Second, the “rise of the left” confirms the worst fears of many in business and the professions, who believe that a majority-ruled government must go off the rails sooner or later. The foreboding that western-educated politicians in suits must be replaced by hotheads who want to take away the assets of the well-heeled runs deep and so claims of a leftward shift enjoy a ready audience, even if it can be shown that all the policy measures attributed to the “radicals” were actually formulated by the “moderates”.
 
Those in business who have not noticed that dogmatic market fundamentalism landed the world economy in deep trouble — and who also believe that any intervention in the economy by a majority government must be disastrous — find it useful to raise the bogey of a “shift to the left” to try to silence discussion on the measures we and other market economies have to take to get out of the current hole; and so adjustments that were considered normal when they were taken by conservative western governments are painted here as portents of revolution.
 
The mania about leftward shifts relies not on evidence but on a community of interest between figures on the ANC left keen to exaggerate their influence and those on the other side of the spectrum, who fear the rise of the “barbarians”. This may explain why the frenzy has been marked by no discussion of what a shift to the left is and how we would know one if we saw it.
 
None of this might matter if it was not diverting us from the real issues we need to confront.

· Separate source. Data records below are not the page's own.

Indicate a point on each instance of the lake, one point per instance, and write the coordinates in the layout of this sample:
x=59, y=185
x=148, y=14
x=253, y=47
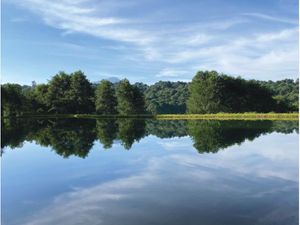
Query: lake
x=140, y=172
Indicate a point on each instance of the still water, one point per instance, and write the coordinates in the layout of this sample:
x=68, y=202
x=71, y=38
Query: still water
x=140, y=172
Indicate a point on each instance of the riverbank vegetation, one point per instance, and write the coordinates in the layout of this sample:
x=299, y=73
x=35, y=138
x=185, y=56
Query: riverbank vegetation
x=208, y=93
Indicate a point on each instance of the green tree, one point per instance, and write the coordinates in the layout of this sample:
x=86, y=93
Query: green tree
x=204, y=93
x=105, y=99
x=81, y=93
x=59, y=93
x=12, y=100
x=130, y=99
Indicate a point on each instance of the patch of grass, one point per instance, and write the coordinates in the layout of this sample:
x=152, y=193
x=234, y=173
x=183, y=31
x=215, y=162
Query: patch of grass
x=217, y=116
x=230, y=116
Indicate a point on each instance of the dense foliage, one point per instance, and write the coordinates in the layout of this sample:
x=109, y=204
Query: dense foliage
x=284, y=91
x=209, y=92
x=105, y=99
x=166, y=97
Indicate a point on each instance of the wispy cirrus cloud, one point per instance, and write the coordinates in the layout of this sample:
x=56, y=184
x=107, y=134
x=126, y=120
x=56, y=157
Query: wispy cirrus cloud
x=271, y=18
x=178, y=48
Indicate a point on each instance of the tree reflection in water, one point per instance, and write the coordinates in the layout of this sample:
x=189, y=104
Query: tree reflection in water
x=76, y=136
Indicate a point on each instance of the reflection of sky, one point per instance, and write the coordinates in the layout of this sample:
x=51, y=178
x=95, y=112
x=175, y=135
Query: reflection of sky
x=159, y=181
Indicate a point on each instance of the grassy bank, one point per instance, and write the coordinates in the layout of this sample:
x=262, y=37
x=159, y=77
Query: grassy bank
x=217, y=116
x=230, y=116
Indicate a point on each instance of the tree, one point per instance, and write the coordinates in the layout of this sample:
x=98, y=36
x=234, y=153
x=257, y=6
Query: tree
x=81, y=93
x=130, y=99
x=105, y=99
x=12, y=100
x=204, y=93
x=70, y=93
x=211, y=92
x=59, y=93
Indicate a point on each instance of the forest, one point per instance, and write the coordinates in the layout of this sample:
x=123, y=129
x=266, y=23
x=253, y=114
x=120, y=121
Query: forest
x=208, y=92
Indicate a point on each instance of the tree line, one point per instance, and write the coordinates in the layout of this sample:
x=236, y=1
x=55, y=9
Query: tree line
x=208, y=92
x=77, y=136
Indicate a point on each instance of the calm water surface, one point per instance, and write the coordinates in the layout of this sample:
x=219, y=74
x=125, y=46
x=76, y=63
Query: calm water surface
x=140, y=172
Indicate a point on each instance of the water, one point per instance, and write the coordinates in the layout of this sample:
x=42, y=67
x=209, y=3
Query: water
x=134, y=172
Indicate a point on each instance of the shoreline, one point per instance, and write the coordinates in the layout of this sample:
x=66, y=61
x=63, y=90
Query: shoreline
x=217, y=116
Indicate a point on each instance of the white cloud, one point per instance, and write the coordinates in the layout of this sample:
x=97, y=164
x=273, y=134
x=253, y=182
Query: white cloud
x=271, y=18
x=211, y=45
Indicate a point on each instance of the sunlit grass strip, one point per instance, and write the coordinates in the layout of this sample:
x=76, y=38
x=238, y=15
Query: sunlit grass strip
x=217, y=116
x=230, y=116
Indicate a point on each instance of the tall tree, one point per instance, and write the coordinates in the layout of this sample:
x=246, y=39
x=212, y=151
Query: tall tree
x=12, y=100
x=204, y=93
x=81, y=93
x=105, y=99
x=130, y=99
x=59, y=93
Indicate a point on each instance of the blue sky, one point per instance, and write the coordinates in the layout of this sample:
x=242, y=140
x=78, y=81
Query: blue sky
x=149, y=40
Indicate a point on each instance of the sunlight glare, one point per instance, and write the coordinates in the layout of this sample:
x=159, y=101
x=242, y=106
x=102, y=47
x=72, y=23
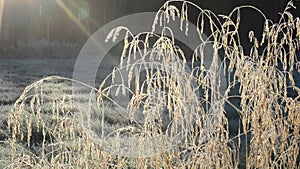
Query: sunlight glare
x=73, y=17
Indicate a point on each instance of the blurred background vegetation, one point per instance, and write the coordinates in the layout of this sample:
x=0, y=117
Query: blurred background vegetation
x=47, y=28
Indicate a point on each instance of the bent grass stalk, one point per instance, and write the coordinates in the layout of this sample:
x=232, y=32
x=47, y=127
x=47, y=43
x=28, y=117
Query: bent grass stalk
x=55, y=129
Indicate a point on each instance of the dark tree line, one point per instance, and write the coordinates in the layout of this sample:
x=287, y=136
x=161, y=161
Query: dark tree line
x=59, y=20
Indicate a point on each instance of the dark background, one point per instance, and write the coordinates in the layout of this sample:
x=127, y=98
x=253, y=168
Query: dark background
x=50, y=28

First, it prevents a serious evaluation of what the government and the society can and should do to stimulate growth and tackle poverty and inequality: proposals are examined to see whether they show leftward bias, not for their merits or flaws.
 
Second, it distracts us from the most urgent demand of the times, making the government more effective. Here, as in all other market economies, the government will have to play a key role in reducing the effects of recession and helping us to a new growth path: more effective government is our chief economic priority, but the fuss over the “leftward shift” obscures this.
 
Third, it diverts us from the real danger to appropriate budgeting and policy-making — ambitious politicians trying to build power bases by distributing goodies. The dangers of patronage are far more pressing than whether policy is left or not. And yet the preoccupation with the left prevents us from asking whether public resources and purposes are being diverted to sectional power-holders.
 
The red scare is a red herring. We need to kick our addiction to this dangerous fantasy so that we can soberly address our realities.
 
  • Friedman is director of the Centre for the Study of Democracy, an initiative of Rhodes University and the University of Johannesburg.